The veteran was in shock because when he thought about every other event he had recovered from, the loss of his younger brother was just too much for him. When he understood that his brother meant more than anyone else to him, he understood how that loss could take over his own life. He was already wounded but this loss fed off the wounded soul inside of him. The tiger began to claw its way out.

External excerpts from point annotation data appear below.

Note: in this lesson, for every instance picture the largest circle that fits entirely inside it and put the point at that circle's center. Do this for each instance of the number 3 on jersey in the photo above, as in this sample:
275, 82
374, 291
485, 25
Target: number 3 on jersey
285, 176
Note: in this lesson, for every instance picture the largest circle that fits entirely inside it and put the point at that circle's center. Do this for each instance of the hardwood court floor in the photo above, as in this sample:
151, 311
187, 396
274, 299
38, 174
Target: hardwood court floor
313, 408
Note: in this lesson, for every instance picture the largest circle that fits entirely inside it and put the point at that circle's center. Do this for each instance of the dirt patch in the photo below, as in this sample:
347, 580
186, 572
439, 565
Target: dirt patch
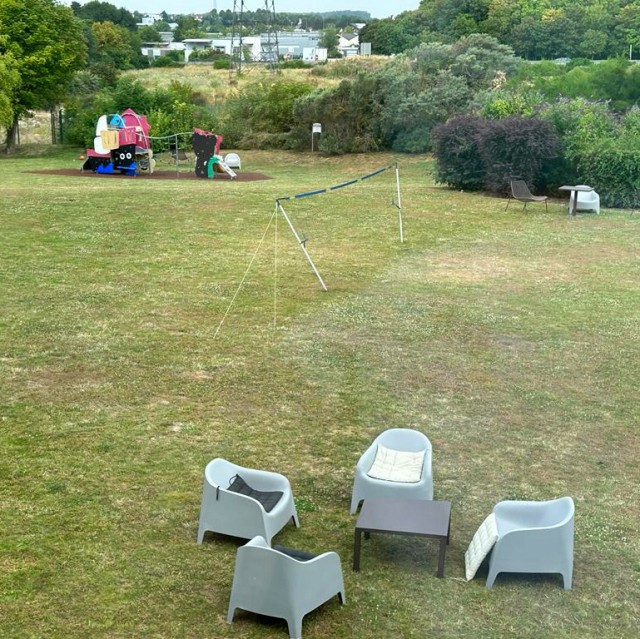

The easiest way to explain what happened to the veteran is addressing an infection. When people get cut, they bleed, it hurts, then it stops bleeding, starts healing, often without leaving any scar. Yet other times the cut becomes infected. When we do not apply antibiotics, it does not allow healing, the infection spreads, digs deeper, the pain is stronger and when antibiotics are applied, they need to be stronger than if they were applied sooner, usually needing to be taken longer and there is a scar that cannot be healed left behind. PTSD is like an infection in the emotional part of the brain.
The human body will connect together to get rid of the infection, much like when PTSD begins, it does whatever it has to do to get rid of the invader. It does not always take over the entire life, but changes the life for the better or worse. The key is to know what can possibly happen so that it is not so much of a shock and they can address it early on.
Every veteran needs to know, in as simple of terms as possible, what PTSD is so that as life happens, they are aware of what can awaken this tiger inside of them. Secondary PTSD is like PTSD on steroids. The tiger has rested and was well fed by living lives until the wound has been reopened by strong emotional traumas.
Mild PTSD is recoverable with the help of therapy and medications. The infection has not spread so far that every aspect of the veteran's life has paid the price. The longer PTSD is allowed to claim more of the life, the harder it is to treat and recover from. The scar left behind is determined by time and events piled on.
The recruiter understood the warning I was giving him and I pray he understood it well enough to pay attention later in his life. The best piece of news I could give him was that it is never too late to heal. No one is hopeless with PTSD because no one is helpless. Even for those veterans from Vietnam unwilling to seek help or unable to, they can still heal to become strong enough to get the tiger back to sleep. They can do this with the support and love from family and friends. While peer support is not as good as therapy and medications, their lives can be made better with knowledgeable people caring about them instead of being unaware and fighting against them.
The veterans of Iraq and Afghanistan have more available to them and knowledge has come sooner for them than the older veterans. This is their golden hour because we know the sooner treatment begins for PTSD, whatever program works best for them, the better the healing and the scar left behind is determined on how soon it begins. Life keeps happening no matter if they are ready of the events or not. Time taken now to heal, even with mild PTSD, is taking control over how the rest of their lives turn out.